Flock Of Dimes is the name of Wasner’s solo project, although she incorporates contributions from others to help shape and consolidate the album. Head Of Roses is essentially her response to the break up of a relationship and the ensuing emotional repercussions. While such experiences have offered creative inspiration for countless musicians over the years, on Head Of Roses Wasner still manages to deliver an album that feels both highly individual and effective in what it tries to do. It also subtly extends the sense of musical reinvention which has been ongoing since the direction-pivoting Shriek.
An immediate reminder of her vocal prowess comes with opening track 2 Heads, showing how she’s able to tap into deep wells of emotion and conjure impactful, deceptively heavy moments from relatively minimalist means. Next, the gnarled, muscular guitar of Price Of Blue offers a suitably cathartic accompaniment to the overarching lyrical sentiment to the album. Two has a sharper and more delineated sound, but still manages to generate the characteristic momentum that crops up so often in her music. It’s one of many beautifully vulnerable moments, as she addresses the central theme of the album, openly asking herself “Can I be one? Can we be two? Can I be for myself? Still be still with you?”. The sad and abstract Hard Way follows, a transparent musical prism of tenderness and longing.

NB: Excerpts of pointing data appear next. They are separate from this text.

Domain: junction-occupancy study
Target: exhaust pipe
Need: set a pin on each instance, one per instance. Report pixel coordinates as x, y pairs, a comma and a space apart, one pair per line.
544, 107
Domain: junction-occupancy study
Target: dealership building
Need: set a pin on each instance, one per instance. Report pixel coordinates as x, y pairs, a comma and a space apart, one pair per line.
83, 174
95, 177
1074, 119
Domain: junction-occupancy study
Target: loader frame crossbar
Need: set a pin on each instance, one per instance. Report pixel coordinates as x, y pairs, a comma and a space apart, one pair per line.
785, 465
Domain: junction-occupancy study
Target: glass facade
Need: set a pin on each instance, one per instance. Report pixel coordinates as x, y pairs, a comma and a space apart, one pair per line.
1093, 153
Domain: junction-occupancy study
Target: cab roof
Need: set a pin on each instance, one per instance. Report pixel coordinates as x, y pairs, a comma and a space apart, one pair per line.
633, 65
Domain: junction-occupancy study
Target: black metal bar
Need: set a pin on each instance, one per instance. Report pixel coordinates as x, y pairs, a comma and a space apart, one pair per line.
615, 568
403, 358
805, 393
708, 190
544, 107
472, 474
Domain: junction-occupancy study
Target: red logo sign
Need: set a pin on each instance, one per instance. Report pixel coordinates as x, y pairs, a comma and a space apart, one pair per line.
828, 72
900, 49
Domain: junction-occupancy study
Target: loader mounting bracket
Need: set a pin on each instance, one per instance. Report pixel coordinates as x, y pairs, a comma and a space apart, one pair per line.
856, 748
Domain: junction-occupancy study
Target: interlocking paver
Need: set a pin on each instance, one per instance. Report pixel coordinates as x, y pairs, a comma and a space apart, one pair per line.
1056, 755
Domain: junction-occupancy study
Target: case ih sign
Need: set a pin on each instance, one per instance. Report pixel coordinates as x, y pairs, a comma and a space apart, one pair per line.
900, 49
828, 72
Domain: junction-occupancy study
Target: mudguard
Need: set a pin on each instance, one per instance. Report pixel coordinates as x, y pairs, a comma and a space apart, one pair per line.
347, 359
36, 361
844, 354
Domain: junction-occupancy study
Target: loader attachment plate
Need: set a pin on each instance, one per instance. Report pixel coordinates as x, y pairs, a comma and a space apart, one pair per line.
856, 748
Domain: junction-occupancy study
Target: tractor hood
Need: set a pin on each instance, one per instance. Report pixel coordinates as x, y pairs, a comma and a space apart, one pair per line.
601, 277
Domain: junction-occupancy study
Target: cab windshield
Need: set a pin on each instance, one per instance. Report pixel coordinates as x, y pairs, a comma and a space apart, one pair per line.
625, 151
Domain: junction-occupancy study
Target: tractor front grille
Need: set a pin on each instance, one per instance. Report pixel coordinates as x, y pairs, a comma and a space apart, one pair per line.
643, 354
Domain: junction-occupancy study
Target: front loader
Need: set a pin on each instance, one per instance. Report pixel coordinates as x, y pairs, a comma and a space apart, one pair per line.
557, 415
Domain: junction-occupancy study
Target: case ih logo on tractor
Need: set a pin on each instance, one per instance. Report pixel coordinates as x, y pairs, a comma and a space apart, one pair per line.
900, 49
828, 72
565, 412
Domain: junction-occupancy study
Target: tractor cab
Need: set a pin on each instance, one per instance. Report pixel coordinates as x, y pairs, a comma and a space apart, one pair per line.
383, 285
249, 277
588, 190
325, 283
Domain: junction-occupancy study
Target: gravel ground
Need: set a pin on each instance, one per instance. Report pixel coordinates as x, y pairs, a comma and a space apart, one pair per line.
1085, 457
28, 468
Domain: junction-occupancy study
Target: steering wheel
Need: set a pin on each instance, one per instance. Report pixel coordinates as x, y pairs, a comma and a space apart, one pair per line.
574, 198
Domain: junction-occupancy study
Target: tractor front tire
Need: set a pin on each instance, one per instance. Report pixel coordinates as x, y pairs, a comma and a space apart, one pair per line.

One initial impression gained from these opening four songs is that they feel quite placeable within a Wye Oak musical context, whether in terms of their core guitar sound or their synth-led update but as the album progresses it sees her open something of a new musical door and in the process adds to the sense of journey that Head Of Roses brings.

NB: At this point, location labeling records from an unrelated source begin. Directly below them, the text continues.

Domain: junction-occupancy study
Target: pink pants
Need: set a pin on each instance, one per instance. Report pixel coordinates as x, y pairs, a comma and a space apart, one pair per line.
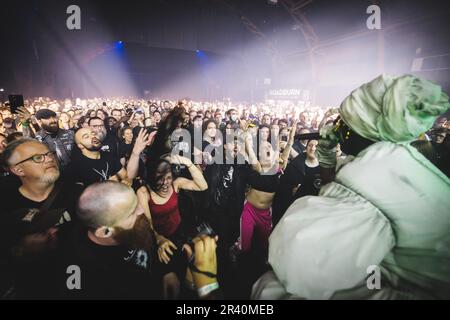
256, 221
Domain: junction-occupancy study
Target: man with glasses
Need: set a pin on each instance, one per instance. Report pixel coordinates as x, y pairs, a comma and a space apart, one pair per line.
32, 215
59, 140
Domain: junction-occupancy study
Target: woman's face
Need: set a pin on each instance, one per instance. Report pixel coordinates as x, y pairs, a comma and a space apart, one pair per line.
64, 118
86, 123
111, 122
311, 149
164, 183
128, 135
211, 130
264, 134
267, 156
338, 150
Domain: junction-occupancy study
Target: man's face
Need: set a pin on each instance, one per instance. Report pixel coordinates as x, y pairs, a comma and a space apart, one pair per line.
305, 119
50, 125
440, 137
46, 172
303, 131
2, 144
98, 128
198, 123
86, 138
132, 228
116, 114
6, 114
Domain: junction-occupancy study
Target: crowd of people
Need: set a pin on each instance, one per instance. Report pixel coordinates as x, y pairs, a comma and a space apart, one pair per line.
163, 199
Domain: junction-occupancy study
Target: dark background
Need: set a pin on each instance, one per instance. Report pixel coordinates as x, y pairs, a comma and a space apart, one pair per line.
241, 44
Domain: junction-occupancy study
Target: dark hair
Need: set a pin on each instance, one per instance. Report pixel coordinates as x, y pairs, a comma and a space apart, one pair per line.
155, 171
102, 111
165, 128
81, 121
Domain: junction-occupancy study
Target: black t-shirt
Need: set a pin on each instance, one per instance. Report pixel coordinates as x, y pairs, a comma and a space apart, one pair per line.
88, 171
107, 272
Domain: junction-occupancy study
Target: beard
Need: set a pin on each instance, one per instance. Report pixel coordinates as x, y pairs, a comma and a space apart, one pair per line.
139, 237
100, 135
50, 177
50, 128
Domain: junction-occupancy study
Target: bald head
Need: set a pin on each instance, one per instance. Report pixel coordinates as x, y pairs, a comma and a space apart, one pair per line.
106, 204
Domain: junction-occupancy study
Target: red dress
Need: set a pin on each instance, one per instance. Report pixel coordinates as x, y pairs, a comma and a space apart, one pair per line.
166, 217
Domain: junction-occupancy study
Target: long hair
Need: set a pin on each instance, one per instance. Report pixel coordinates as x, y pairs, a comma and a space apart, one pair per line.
165, 129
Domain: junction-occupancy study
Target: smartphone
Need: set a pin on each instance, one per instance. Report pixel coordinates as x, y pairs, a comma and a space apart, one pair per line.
15, 101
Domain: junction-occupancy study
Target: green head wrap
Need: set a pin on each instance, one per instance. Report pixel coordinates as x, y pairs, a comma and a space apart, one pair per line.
394, 109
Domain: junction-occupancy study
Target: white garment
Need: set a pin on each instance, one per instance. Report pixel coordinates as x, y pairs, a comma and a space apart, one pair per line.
388, 207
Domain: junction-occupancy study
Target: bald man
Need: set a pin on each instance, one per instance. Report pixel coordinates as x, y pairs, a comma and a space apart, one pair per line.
93, 165
113, 248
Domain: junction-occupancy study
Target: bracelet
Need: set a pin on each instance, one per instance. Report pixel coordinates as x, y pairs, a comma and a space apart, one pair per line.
205, 290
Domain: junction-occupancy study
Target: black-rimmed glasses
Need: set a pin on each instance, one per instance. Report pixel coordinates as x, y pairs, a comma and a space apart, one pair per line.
38, 158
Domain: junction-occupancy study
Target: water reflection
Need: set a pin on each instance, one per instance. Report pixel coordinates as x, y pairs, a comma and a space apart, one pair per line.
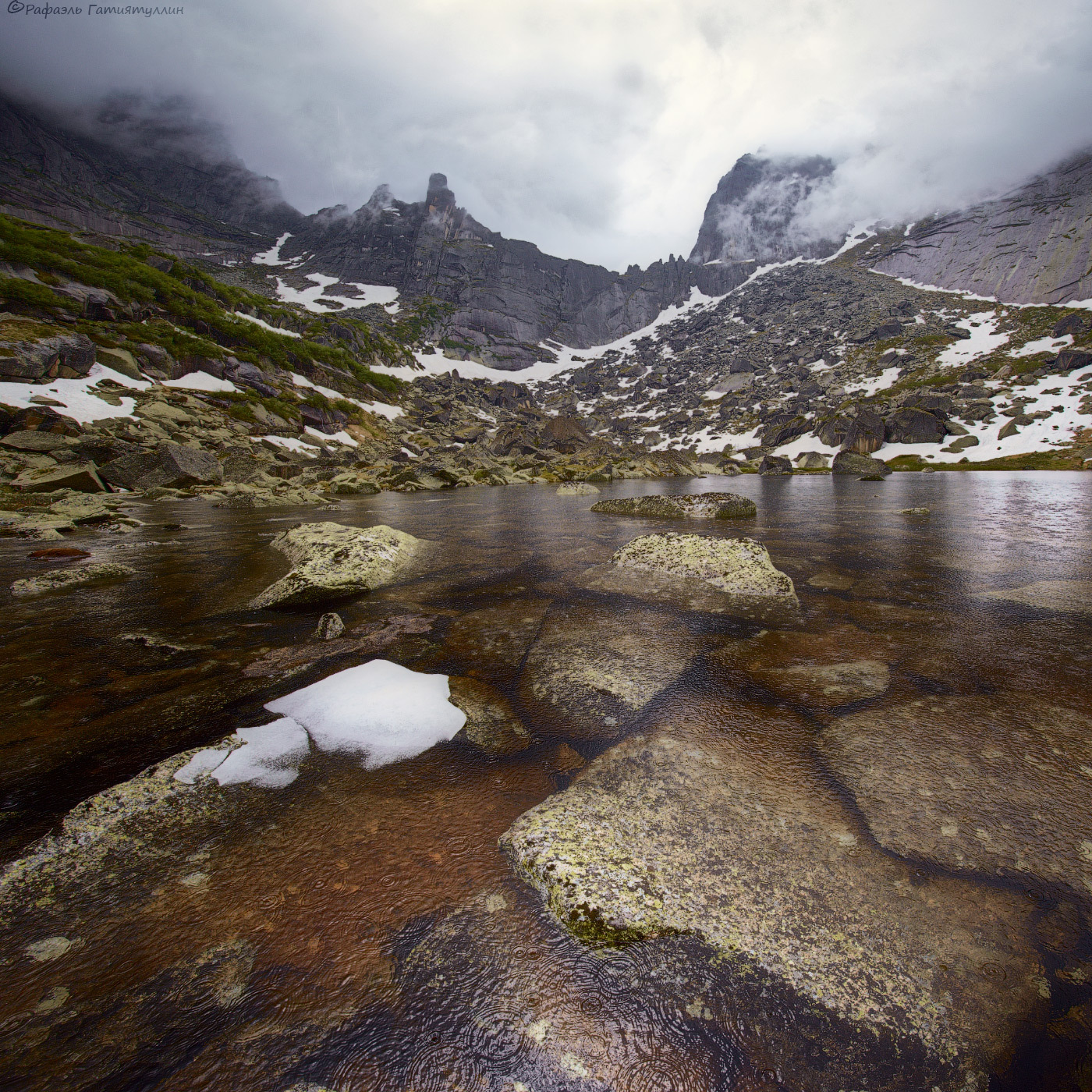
360, 930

The first sign of something different comes with Walking which has a more markedly mellow, alt-country sound. One More Hour has shades of Emmylou Harris meanwhile as she once again questions herself and expresses regret (“I know there’s nothing for it but if I could have anything, I’d take one more hour”). Awake For The Sunrise is similarly disposed, featuring more in the way of lamenting sadness. For all of the personal ground they cover however, such tracks have a strongly relatable quality, backing up one of the key ideas that Wasner covered in our recent interview, namely how she wanted to make music that could soothe others as well as herself.
Elsewhere, Lightning is not too far removed from Laura Veirs at her most reflective (with the album in a broader sense sharing common ground with Veirs’ My Echo album from last year). On No Question it feels like she comes close to finding some small degree of resolution within its calm, blanketing softness. Similarly, the piano-led title track that closes the album exudes a sense of emotional aching but also edges towards some form of closure, putting the seal on a restorative and healing record. It feels like it draws a line under the wider experience of the album, allowing her to move forward on to whatever musical project comes next.